Um ehrlich zu sein bin ich total geschockt denn in meinem Archiv habe ich natürlich
auch Bilder die einem ganz besonders am Herzen liegen und nun sind sie unwiederbringlich
verloren? Das kann doch nicht sein? Bitte helft mir ich bin am verzweifeleln...

Ich kann mir diesen Fehler auch gar nicht erklären, das einzige was ich mir vorstellen kann
ist das diese Bilder durch das Sichern auf unterschiedlichen Backupmedien entweder durch
ein fehlerhaftes Backupprogramm oder durch ein Bildarchivierungsprogramm so dermaßen
verstümmelt wurden. 

Im laufe der Zeit habe ich leider schon zahlreiche Bildbearbeitungs- und Archivierungs-
programme durchprobiert deshalb kann ich leider den Schuldigen nicht genau beziffern.
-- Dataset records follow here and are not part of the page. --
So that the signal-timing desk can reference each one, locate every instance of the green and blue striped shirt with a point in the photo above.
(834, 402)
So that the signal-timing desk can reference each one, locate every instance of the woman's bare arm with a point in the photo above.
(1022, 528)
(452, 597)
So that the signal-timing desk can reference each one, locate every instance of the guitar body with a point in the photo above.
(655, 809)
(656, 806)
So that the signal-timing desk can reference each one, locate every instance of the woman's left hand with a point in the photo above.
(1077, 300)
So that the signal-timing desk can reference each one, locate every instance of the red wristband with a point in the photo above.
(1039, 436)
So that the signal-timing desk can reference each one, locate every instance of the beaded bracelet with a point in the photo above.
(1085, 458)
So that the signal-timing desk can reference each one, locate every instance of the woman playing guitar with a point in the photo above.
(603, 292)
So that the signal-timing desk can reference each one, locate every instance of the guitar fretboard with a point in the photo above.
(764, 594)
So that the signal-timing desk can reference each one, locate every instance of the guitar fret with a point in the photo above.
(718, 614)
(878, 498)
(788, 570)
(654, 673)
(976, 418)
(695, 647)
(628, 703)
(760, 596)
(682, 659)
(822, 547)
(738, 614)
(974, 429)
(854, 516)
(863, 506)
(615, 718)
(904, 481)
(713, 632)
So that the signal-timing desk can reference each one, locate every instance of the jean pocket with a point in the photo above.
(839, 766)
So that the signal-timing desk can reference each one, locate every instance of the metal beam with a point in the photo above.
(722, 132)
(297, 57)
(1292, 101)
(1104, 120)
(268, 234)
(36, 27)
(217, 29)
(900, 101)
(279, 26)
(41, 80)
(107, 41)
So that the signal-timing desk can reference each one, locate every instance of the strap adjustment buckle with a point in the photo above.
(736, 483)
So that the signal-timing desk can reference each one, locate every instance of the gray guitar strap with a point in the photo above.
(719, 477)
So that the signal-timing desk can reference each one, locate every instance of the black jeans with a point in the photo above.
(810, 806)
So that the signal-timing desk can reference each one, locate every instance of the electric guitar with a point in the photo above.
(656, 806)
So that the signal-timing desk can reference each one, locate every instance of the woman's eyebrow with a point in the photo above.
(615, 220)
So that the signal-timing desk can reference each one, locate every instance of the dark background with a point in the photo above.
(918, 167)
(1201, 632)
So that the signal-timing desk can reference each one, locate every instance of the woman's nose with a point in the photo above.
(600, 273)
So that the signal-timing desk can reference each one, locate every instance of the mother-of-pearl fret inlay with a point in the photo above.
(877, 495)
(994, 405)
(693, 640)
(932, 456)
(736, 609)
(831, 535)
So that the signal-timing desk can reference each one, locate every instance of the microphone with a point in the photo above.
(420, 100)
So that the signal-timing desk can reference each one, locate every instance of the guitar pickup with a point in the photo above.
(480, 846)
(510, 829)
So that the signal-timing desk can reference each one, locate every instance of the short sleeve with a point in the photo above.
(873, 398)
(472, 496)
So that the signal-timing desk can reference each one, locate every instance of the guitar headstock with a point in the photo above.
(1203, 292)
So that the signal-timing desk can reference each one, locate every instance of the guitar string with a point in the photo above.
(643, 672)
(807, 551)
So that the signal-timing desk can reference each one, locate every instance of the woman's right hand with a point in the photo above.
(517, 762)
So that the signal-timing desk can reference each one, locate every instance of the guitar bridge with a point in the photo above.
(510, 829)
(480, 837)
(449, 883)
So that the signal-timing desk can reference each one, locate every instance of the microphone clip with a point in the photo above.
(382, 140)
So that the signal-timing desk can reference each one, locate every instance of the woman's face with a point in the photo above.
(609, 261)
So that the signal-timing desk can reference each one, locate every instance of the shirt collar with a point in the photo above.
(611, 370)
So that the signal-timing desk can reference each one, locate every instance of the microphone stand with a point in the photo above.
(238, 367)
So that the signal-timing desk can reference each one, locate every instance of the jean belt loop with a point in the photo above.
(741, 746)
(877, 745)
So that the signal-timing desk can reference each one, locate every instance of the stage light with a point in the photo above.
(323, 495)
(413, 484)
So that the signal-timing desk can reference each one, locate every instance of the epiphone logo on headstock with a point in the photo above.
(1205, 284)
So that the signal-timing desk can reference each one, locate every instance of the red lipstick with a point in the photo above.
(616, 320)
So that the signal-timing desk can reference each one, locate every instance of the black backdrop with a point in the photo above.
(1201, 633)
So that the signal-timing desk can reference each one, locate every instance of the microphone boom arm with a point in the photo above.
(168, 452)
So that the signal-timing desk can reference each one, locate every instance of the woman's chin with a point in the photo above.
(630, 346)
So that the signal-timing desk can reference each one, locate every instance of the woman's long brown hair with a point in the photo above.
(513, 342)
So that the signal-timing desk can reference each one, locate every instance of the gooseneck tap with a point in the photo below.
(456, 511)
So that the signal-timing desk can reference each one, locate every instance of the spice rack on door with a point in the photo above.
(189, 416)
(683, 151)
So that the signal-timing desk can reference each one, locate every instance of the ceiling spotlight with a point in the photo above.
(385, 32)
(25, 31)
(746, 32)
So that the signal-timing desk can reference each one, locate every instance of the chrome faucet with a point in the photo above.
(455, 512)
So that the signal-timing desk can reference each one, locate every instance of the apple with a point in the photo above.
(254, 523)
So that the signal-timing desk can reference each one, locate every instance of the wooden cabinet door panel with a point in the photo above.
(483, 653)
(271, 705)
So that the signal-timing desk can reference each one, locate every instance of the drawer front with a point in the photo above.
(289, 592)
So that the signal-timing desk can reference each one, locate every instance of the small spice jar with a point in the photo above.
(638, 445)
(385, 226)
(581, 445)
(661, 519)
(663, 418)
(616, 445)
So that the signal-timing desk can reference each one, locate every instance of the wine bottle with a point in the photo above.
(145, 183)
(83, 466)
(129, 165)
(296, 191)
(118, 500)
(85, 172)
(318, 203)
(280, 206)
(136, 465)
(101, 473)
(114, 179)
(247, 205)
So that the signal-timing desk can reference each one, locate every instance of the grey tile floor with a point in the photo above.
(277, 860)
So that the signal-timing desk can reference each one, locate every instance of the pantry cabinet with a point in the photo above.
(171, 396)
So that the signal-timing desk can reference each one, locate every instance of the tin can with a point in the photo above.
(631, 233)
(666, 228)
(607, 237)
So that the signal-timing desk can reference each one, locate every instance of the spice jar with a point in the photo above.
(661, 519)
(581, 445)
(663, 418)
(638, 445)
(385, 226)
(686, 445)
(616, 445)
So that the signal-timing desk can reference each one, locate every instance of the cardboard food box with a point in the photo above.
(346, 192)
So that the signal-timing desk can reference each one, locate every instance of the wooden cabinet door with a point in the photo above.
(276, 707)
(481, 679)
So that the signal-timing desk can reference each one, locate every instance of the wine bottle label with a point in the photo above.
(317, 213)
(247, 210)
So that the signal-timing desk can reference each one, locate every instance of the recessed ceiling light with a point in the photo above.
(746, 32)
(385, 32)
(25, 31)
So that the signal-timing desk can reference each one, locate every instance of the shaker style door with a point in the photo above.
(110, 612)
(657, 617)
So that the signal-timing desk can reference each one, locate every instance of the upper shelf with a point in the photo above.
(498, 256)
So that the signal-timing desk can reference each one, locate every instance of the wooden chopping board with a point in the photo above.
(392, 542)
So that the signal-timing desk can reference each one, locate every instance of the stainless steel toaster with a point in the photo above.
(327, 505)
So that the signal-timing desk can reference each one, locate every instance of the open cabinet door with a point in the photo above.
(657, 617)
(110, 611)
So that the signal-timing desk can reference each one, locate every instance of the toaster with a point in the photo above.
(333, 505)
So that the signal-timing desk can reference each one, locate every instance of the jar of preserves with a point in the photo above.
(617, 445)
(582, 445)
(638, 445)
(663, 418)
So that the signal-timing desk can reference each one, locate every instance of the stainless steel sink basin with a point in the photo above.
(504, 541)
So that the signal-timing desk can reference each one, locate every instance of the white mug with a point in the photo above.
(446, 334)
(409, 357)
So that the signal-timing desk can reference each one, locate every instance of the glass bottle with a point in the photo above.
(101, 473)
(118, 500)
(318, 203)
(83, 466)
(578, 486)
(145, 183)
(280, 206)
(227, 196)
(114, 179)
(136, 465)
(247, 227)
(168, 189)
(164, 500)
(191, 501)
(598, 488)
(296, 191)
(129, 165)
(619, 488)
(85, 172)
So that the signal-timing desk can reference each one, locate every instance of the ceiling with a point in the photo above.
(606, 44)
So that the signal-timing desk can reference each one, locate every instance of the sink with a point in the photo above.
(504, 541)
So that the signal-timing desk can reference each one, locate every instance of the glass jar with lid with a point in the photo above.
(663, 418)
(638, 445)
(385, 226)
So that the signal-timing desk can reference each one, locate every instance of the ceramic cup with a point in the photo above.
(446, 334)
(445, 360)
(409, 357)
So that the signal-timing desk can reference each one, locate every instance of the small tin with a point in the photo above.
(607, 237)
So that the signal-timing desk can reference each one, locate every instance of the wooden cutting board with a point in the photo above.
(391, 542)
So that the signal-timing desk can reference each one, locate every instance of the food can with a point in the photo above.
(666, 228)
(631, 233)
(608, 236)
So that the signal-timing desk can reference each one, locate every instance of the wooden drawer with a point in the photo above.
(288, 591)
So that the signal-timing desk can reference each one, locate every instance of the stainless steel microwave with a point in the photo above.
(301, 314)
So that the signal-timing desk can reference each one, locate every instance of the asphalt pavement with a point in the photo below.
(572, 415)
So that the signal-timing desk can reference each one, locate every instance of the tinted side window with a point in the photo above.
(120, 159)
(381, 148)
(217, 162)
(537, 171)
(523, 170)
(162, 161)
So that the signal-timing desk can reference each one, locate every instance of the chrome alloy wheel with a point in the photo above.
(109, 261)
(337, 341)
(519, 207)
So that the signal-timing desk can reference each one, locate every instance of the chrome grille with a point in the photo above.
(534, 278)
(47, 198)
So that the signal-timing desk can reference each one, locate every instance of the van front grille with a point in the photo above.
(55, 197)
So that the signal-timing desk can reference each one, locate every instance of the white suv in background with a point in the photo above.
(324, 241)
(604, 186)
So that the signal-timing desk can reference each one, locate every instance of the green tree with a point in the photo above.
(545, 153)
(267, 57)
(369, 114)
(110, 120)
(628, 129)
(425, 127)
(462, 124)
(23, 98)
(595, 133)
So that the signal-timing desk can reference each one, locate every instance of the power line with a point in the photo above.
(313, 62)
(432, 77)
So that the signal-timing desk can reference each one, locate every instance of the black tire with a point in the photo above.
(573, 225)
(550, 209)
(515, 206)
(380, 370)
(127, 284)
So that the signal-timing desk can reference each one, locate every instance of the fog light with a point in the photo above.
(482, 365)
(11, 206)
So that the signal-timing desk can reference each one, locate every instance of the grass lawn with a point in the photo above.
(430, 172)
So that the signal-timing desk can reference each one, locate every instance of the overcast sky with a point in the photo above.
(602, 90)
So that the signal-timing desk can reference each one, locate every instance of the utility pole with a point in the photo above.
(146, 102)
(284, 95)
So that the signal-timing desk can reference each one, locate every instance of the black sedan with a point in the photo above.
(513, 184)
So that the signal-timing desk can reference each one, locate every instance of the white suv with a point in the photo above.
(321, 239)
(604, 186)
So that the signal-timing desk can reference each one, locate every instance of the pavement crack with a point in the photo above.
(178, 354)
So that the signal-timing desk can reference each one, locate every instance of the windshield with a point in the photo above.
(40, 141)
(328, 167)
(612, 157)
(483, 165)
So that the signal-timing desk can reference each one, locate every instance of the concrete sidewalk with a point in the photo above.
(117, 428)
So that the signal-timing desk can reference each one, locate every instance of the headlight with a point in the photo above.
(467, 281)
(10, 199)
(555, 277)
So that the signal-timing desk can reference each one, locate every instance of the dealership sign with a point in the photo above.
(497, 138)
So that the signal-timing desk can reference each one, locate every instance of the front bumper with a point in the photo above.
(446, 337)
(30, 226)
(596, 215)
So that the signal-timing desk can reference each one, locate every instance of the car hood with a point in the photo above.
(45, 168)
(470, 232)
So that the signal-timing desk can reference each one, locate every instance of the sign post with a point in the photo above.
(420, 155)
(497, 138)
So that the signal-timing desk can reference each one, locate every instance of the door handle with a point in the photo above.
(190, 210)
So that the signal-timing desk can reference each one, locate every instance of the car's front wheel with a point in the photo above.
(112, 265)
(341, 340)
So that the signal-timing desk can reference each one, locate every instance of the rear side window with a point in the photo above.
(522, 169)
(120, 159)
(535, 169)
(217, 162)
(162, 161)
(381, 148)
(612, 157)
Verwendet habe ich in diesen Jahren unter anderem hauptsächlich:

Photoshop von Adobe, Picasa von Google, IPhoto von Apple,
und die Kodak Picture Software (ein gruseliges Programm)

Die schuldige Software würde ich natürlich ganz gerne aufspühren und irgendwie
ein für alle mal aus dem Universum verbannen!

Damit Ihr Euch ein bessere Bild von dem bei mir auftretenden Fehler machen könnt
habe ich hier mal ein betroffenes Beispielbild hochgeladen. Vielleicht, ich hoffe es, ist
dieser Fehler irgendwie korrigierbar 

Exif-Informationen: 
	

	
	
		
		

		
			





Edit: Mir ist gerade noch aufgefallen das dieser Fehler anscheindend nur bei Bildern
im Hochformat auftritt ich befürchte das da irgend ein Programm beim drehen der 
Bilder diesen Fehler abgespeichert hat (Windows XP selbst?)


----------



## m9898 (18. Februar 2011)

Tut mir leid, da kann man nicht mehr viel machen. Ich habe aber zwei Bilder etwas mit Photoshop retuschiert. Villeicht gefällt es dir ja.


----------



## chmee (25. Februar 2011)

Hmpf. schon ein älterer Thread. Um das Problem zu lokalisieren, müsste man erstmal die wichtigsten Punkte durchgehen..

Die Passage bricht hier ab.